Du balletcore à la dernière collaboration de Ganni avec New Balance, Mongillo connaît l'histoire de la féminité dans la mode comme les poches de ses jeans. «Le contexte actuel m'influence toujours», explique la créatrice à propos de la montée en puissance des baskets hyper-féminines, précisant que si de plus en plus de marques expérimentent effectivement les perles et la dentelle brodée, ce sont les sous-cultures qui sont le véritable point de départ de ce phénomène pailleté. «En 2020, les moteurs de la tendance hyper féminine étaient le ballet core et le cottage core», explique la créatrice, qui retrace le chemin parcouru par les nœuds roses avant d'atterrir dans les ateliers à travers les esthètes les plus célèbres de TikTok. «Des marques comme Prada et Miu Miu ont rendu la féminité plus acceptable dans l'industrie, mais ce qui l'inspire a toujours été les sous-cultures, l'esthétique et les créateurs indépendants, comme Mila Sullivan, Agata Panucci et Benulus. Ils créent une communauté en ligne et, à mon avis, c'est cela le véritable mouvement, ce ne sont pas les marques, mais plutôt les individus qui ont façonné cette esthétique.» Aujourd'hui, Mongillo personnalise jusqu'à dix baskets par mois et reçoit des commandes du monde entier, du Brésil à la Corée, des États-Unis au Japon.

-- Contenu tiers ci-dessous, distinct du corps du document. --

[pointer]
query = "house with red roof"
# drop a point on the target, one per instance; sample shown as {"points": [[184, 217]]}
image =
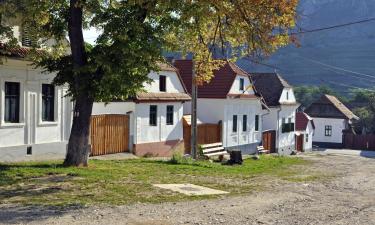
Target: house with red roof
{"points": [[279, 122], [229, 97], [155, 115], [35, 116], [304, 132]]}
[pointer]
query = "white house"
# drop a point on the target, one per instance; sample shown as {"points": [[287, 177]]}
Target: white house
{"points": [[230, 98], [35, 117], [155, 116], [304, 132], [331, 118], [280, 120]]}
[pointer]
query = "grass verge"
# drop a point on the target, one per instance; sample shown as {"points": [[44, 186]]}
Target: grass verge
{"points": [[130, 181]]}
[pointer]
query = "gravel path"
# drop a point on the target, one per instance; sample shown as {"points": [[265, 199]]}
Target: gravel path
{"points": [[348, 198]]}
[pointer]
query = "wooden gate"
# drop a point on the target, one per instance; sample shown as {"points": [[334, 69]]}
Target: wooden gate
{"points": [[207, 134], [109, 134], [299, 142], [269, 140]]}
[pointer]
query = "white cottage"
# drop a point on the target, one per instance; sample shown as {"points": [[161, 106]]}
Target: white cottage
{"points": [[230, 98], [155, 126], [304, 132], [279, 122], [35, 117], [331, 118]]}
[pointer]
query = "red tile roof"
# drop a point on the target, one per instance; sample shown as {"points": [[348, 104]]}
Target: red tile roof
{"points": [[302, 120], [220, 84]]}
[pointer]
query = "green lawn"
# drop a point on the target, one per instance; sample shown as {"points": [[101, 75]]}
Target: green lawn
{"points": [[130, 181]]}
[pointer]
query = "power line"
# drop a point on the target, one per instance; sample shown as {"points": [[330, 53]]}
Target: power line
{"points": [[332, 27]]}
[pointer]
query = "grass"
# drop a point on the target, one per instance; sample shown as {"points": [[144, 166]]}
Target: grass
{"points": [[130, 181]]}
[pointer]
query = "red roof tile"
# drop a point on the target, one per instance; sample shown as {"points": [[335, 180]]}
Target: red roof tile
{"points": [[302, 120], [220, 84]]}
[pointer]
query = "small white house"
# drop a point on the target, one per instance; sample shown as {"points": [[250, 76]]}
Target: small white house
{"points": [[230, 98], [304, 132], [155, 116], [35, 117], [280, 120], [331, 118]]}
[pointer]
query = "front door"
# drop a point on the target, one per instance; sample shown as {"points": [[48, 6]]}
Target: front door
{"points": [[299, 142]]}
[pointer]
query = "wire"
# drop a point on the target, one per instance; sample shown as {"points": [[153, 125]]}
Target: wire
{"points": [[332, 27]]}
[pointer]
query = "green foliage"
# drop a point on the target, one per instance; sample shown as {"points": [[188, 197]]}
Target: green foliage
{"points": [[130, 181]]}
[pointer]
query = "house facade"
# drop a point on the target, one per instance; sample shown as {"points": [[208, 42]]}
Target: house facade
{"points": [[155, 116], [331, 118], [230, 99], [304, 132], [280, 120], [35, 117]]}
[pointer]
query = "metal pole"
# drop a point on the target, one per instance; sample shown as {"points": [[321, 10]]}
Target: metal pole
{"points": [[194, 93]]}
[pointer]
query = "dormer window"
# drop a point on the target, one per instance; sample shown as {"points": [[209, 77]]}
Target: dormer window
{"points": [[162, 83], [242, 84]]}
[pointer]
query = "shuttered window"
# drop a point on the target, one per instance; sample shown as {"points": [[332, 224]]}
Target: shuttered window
{"points": [[153, 115], [12, 102]]}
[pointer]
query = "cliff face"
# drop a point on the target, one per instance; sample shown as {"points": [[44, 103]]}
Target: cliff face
{"points": [[326, 57]]}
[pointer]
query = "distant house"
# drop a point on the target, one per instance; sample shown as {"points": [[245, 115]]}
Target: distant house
{"points": [[230, 98], [279, 123], [331, 118], [155, 116], [304, 132]]}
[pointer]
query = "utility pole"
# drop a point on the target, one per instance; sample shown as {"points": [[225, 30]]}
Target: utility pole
{"points": [[194, 94]]}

À première vue, une paire de baskets telle que celle conçue par Mongillo, ornées de perles brillantes, de volants de satin rappelant la crème fouettée, de paillettes scintillantes et de nœuds innocents, ne pourront paraître qu’une nouvelle mode, une esthétique de type ballet core destinée à une vie éphémère. Reconnaître le bagage émotionnel que ces baskets hyper-féminines transportent nécessite tout d'abord d'observer le regard étonné d'une jeune fille qui les voit pour la première fois. Ce n'est pas un collier de diamants, ni même une paire de Manolo Blahniks, et pourtant ces créations adorables suscitent chez chacun la même fascination qui peint sur le visage d'une petite fille le jour où elle déballe un cadeau qu'elle a tant désiré. Comme dans un film y2k de Lindsey Lohan ou dans la cinématographie feutrée mais très réaliste de Sofia Coppola, des créateurs comme Simone Rocha, Sandy Liang, Laura et Deanna Fanning ont mis du rose, mais c'est le facteur nostalgie qui opère sa magie.